Relato de atendente de pedágio de Itaúna foi determinante para prisão por feminicídio

A denúncia feita por uma funcionária da praça de pedágio de Itaúna foi determinante para a Polícia Civil esclarecer o caso de feminicídio na MG-050. Conforme mostrou o @viuitauna, o empresário Alison de Araújo Mesquita, de 43 anos, foi preso em flagrante, suspeito de matar Henay Rosa Gonçalves Amorim, de 31, e simular um acidente de trânsito, na manhã de domingo (14). Com o avanço das apurações, surgiram indícios de que a vítima já estava morta antes da colisão, o que levou à reclassificação do caso como feminicídio.

“A atendente estranhou o fato de a vítima estar desacordada no banco do motorista, enquanto o companheiro, no banco do passageiro, conduzia o veículo ao alcançar o volante. Mesmo alertado, ele recusou ajuda e seguiu viagem”, apontou o delegado Flávio Destro, durante coletiva de imprensa em Divinópolis.

Pouco depois, ocorreu a colisão. Com base nas imagens e nas informações repassadas, a família acionou a Polícia Civil, que deu início aos trabalhos investigativos.

O casal residia no bairro Nova Suíça, em Belo Horizonte, e mantinha um relacionamento havia cerca de um ano. Conforme os levantamentos, o suspeito teria colocado a vítima no banco do motorista e provocado a colisão do veículo contra um micro-ônibus.

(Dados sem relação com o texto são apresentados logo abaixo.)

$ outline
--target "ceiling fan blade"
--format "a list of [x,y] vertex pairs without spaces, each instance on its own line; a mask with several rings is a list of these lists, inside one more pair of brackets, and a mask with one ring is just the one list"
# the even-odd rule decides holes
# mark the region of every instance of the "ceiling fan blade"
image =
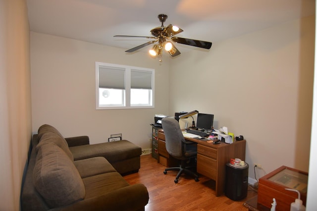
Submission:
[[174,57],[179,55],[180,54],[180,52],[178,51],[178,49],[177,49],[177,48],[172,43],[172,49],[168,51],[170,55],[171,55],[172,57]]
[[114,35],[113,37],[142,37],[143,38],[147,38],[147,39],[157,39],[156,37],[146,37],[146,36],[142,36]]
[[172,37],[171,39],[176,43],[187,45],[203,49],[210,49],[212,43],[210,42],[202,41],[201,40],[193,40],[191,39],[183,38],[181,37]]
[[[176,27],[176,28],[175,28]],[[164,29],[162,32],[162,35],[165,37],[171,37],[175,35],[180,33],[183,31],[176,26],[169,24]]]
[[136,47],[134,47],[133,49],[129,49],[125,51],[125,52],[127,53],[131,53],[136,51],[136,50],[138,50],[139,49],[142,49],[143,47],[145,47],[149,45],[152,44],[152,43],[154,43],[157,42],[157,40],[153,40],[152,41],[148,42],[147,43],[144,43],[142,45],[140,45],[140,46],[137,46]]

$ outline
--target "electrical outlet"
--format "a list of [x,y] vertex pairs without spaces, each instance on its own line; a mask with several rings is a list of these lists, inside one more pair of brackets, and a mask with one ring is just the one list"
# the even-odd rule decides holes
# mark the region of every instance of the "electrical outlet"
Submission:
[[256,162],[254,163],[254,166],[256,166],[258,168],[262,168],[262,165],[260,163],[257,163]]

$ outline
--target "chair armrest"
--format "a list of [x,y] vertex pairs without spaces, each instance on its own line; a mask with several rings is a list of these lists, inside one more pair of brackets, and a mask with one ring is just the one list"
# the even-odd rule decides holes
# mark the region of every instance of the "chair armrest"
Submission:
[[139,183],[84,199],[66,207],[51,210],[135,211],[144,208],[148,202],[149,193],[147,188],[143,184]]
[[68,144],[68,147],[89,144],[89,137],[87,136],[65,138],[65,140]]

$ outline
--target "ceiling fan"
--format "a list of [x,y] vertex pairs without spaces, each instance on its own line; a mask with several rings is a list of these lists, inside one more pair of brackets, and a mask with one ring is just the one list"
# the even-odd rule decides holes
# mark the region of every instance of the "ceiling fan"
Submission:
[[172,57],[176,56],[180,54],[179,51],[178,51],[171,41],[176,43],[206,49],[210,49],[211,48],[212,44],[210,42],[174,37],[174,35],[182,32],[183,30],[172,24],[169,24],[167,27],[164,26],[163,23],[167,18],[167,15],[161,14],[158,15],[158,17],[162,23],[162,25],[160,27],[154,28],[151,30],[151,33],[154,37],[129,35],[115,35],[113,37],[140,37],[154,39],[154,40],[127,50],[125,52],[133,52],[153,43],[158,42],[158,43],[153,46],[153,48],[149,51],[149,53],[152,56],[158,56],[159,57],[159,61],[161,61],[162,60],[162,51],[163,49],[164,49],[168,52]]

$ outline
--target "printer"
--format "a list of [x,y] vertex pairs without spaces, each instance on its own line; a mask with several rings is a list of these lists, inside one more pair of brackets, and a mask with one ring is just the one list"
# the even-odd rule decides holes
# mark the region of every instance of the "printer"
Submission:
[[156,115],[154,117],[154,124],[151,124],[151,125],[154,127],[158,127],[159,128],[162,128],[162,119],[164,117],[167,117],[167,116],[164,116],[163,115]]

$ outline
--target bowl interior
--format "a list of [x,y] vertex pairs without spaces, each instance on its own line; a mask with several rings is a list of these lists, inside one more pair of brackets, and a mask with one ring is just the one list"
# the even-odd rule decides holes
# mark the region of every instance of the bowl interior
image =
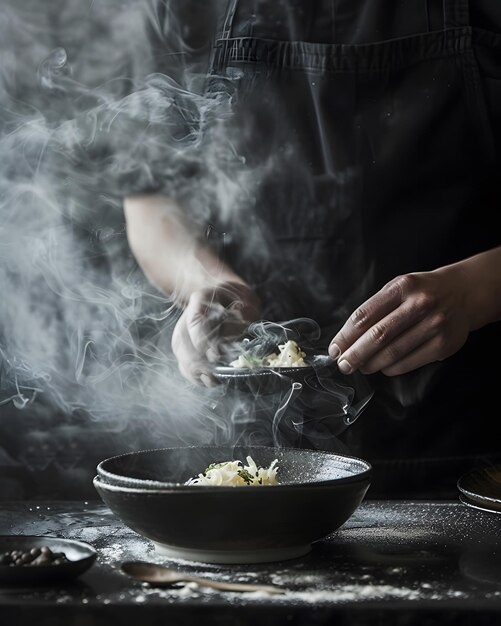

O homem sofreu ferimentos leves, recebeu atendimento médico e fugiu do hospital após recusar internação.

No decorrer das apurações, os investigadores identificaram inconsistências entre a dinâmica do acidente e as lesões apresentadas pela vítima, indicando que ela possivelmente já se encontrava sem vida antes da colisão. Com base nos indícios, as equipes da Polícia Civil em Divinópolis passaram a monitorar o suspeito. A prisão em flagrante foi realizada durante o velório da vítima.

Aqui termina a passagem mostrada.